SURFACE nanometrology News Ticker:
New: Micro controller controlled Humidity Controller for material science investigations
New: 200 mm automated vacuum chuck for the G200 nanoindenter allows measurement of the entire wafer surface under constant measurement conditions (frame stiffness)
SURFACE PLD Technology News Ticker:
New: Battery Workstation delivered to Cambridge University , GB. It combines three different physical coating processes with a glove box: PLD, sputtering, thermal evaporation and all on a single standard workstation system frame
New: Insitu- Beamline PLD System installed at Karlsruhe KIT allows unique thin film investigations in the synchrotron beam


Maple target holder

Key features

  • multi pocket target manipulator with three LN2-cooled and three oxide targets
  • software supported target filling and freezing system with three individual syringe based liquid filling lines
  • PLD and MAPLE usable in the same experiment
  • 2-axis laser scanner for target ablation
  • automated scan speed adjustment depending on laser repitition rate
  • optional multi laser setup for optimal PLD and MAPLE wavelengths
  • multi-layer structures from organic and inorganic materials
  • automated fluence control system to set the individual target fluence
  • substrate heating up to 300°C in case of MAPLE and up to 700°C for oxide target deposition in one process

Organic Thin Film Deposition by Laser Ablation?

Laser ablation of organic materials is challenging.
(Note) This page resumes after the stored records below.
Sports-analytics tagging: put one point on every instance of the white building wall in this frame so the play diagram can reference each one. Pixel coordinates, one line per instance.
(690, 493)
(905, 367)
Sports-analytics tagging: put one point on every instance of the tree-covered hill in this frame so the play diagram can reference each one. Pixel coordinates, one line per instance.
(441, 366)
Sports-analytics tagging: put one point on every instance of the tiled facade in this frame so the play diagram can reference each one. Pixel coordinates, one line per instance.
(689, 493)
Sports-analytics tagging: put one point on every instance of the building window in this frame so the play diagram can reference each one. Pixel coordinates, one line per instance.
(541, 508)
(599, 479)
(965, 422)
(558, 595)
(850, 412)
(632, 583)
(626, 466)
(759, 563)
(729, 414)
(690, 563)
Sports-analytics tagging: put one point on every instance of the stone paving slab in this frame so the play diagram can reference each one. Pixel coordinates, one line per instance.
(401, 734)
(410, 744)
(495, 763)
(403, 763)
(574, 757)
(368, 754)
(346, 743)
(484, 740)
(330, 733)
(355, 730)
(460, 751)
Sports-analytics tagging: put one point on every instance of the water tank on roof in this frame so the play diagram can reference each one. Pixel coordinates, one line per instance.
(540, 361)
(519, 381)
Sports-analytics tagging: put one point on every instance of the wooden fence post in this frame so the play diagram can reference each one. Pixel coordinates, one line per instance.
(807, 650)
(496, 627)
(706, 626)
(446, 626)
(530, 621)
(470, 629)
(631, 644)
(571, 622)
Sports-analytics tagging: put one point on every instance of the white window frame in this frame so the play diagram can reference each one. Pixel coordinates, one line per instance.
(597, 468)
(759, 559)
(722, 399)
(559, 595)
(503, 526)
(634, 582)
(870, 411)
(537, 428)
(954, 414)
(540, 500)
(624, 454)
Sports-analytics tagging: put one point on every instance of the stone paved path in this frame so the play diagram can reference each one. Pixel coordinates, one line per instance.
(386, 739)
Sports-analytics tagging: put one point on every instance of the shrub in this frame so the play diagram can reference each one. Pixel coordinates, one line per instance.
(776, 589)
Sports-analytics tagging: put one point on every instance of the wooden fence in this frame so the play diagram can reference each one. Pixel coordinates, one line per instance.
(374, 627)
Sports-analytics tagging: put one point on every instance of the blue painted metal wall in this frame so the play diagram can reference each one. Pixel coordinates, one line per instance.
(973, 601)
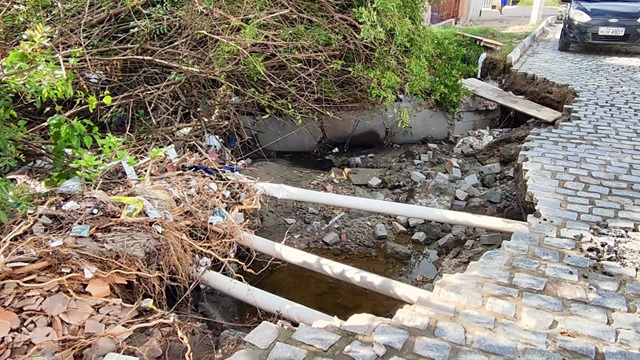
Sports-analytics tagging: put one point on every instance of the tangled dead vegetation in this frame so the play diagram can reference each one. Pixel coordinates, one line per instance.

A conventional PLD (pulsed laser deposition) approach is often not feasible, because complex organic molecules tend to be damaged by the ablation process and the UV light involved. On the other hand, a deposition technique is desireable that allows the study of thin film interfaces of organic/inorganic substances or superlattices thereof. MAPLE (matrix-assisted pulsed laser evaporation) can be a solution for this problem.

Instead of directly ablating the desired organic compound, for MAPLE the material is mixed with a suitable – that means volatile and UV-absorbing – solvent and then frozen. The frozen solution is then used as a target in a PLD-like setup. The incident laser pulses heat up the solvent, which evaporates and entrains the organic compound to be deposited. A plume of material forms, and the organic compound can be deposited onto a substrate, whereas the volatile solvent can be pumped away by the vacuum pump.

Compared to conventional deposition techniques like spin coating, MAPLE offers advantages like better film thickness and morphology control. At the same time, the deposition can be combined with conventional PLD of inorganic materials. This opens a path to study interfaces and superlattices between these materials!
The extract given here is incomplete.